Bertrand Regader Escrito por Bertrand Regader
Los 15 errores empresariales más comunes que he visto desde dentro

He sido CEO durante nueve años. En ese tiempo he cometido algunos de estos errores y he visto otros tantos en empresas donde he trabajado o con las que he colaborado, con mayor o menor intensidad y con consecuencias también muy diferentes.

Pocas empresas se estropean por una decisión espectacularmente mala. Lo habitual es algo menos cinematográfico: pequeños errores de gestión que se acumulan hasta convertirse en cultura.

El CEO deja de escuchar. Se rodea de gente que no le contradice. Pierde contacto con las operaciones. Los perfiles competentes pierden peso frente a los de confianza. Nadie mira ciertos números hasta que empiezan a doler. Y cuando finalmente llega la realidad, toca improvisar.

Errores empresariales más comunes que he podido presenciar

Estos son los errores empresariales que más veces he visto repetirse.

1. El CEO a su bola

Llamo CEO a su bola al directivo que deja de gestionar la empresa que existe y empieza a gestionar la que tiene en su cabeza.

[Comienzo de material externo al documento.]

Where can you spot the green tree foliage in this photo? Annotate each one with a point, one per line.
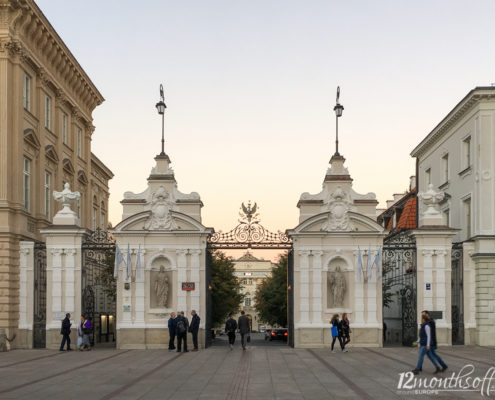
(271, 295)
(226, 296)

El negocio factura 10 y estructura costes pensando que pronto facturará 20. Los clientes piden una cosa y dirección está obsesionada con otra. El equipo lleva meses señalando un problema, pero aparece una nueva ocurrencia mucho más emocionante.

Tener visión es fundamental. Confundir visión con ocurrencias, no.

El peligro empieza cuando la intuición del CEO deja de contrastarse con la realidad.

2. No hacer nunca las tareas que diriges

Este error me parece infravalorado.

Cuando el CEO vive permanentemente en su torre de marfil y jamás ha hecho una venta, atendido una reclamación, hablado con un cliente, preparado una campaña o ejecutado alguna de las tareas que luego supervisa, su conocimiento del negocio termina siendo necesariamente parcial.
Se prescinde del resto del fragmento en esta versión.